For men who have concerns about whether TRT is the right treatment for them, or who are experiencing multiple side effects, a referral to an NHS endocrinologist can provide specialist assessment and guidance. Endocrinologists can review the full hormonal picture, consider alternative treatment strategies, and coordinate care with other specialists such as breast surgeons if required.
Current evidence does not demonstrate a clear increase in male breast cancer risk with TRT; however, testosterone is contraindicated in men with known or suspected breast cancer, as stated in the SmPCs for all UK-licensed testosterone products. Any unexplained breast change should always be assessed clinically to exclude rarer causes. Open communication with your healthcare team remains the most effective safeguard.

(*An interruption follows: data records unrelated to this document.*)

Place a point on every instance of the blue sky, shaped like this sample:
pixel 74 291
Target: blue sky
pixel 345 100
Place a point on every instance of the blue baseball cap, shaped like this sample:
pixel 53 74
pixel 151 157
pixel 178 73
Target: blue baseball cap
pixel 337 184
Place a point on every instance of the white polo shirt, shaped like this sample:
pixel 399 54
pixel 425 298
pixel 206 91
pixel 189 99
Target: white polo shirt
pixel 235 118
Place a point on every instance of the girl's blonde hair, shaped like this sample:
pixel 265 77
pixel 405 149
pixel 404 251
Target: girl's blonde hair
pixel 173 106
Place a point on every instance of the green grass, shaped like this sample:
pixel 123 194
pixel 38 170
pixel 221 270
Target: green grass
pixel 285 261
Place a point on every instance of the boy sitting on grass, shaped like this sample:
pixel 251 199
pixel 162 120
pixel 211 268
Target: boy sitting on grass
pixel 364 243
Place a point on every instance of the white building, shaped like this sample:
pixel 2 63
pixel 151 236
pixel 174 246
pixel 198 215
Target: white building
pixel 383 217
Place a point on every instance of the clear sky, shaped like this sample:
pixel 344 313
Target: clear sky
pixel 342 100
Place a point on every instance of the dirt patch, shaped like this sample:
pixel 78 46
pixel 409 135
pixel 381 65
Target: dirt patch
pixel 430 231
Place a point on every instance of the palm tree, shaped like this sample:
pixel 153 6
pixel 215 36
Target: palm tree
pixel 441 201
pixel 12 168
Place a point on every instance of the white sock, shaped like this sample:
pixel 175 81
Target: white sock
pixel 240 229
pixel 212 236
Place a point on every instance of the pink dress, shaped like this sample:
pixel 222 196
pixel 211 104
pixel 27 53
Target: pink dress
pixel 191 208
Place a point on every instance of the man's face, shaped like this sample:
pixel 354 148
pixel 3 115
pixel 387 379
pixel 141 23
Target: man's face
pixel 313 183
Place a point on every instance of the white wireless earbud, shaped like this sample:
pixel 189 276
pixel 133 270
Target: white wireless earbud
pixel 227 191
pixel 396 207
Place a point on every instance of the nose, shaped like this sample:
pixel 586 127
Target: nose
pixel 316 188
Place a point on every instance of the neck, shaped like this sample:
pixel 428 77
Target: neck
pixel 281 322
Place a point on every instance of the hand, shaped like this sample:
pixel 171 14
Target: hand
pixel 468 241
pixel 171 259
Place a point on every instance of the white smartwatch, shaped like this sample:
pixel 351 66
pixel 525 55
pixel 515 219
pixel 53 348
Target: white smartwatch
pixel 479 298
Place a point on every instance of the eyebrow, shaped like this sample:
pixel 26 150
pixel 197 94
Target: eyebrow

Frequently Asked Questions
Does TRT always cause gynaecomastia?
No, not every man on TRT will develop gynaecomastia. Individual risk depends on factors such as body fat, age, genetic sensitivity to oestrogen, and the TRT formulation and dose used.
Can gynaecomastia caused by TRT be reversed?
Early-stage gynaecomastia may partially resolve if the hormonal imbalance is corrected promptly through dose adjustment or a change in TRT formulation. However, established glandular tissue present for more than 12 months is unlikely to resolve without pharmacological or surgical intervention.
Should I stop TRT if I develop breast tenderness or swelling?
You should not stop TRT without medical advice, but you should contact your GP or prescribing clinician promptly if you notice any breast tenderness, swelling, or lumps. They can assess your hormone levels and adjust your treatment accordingly.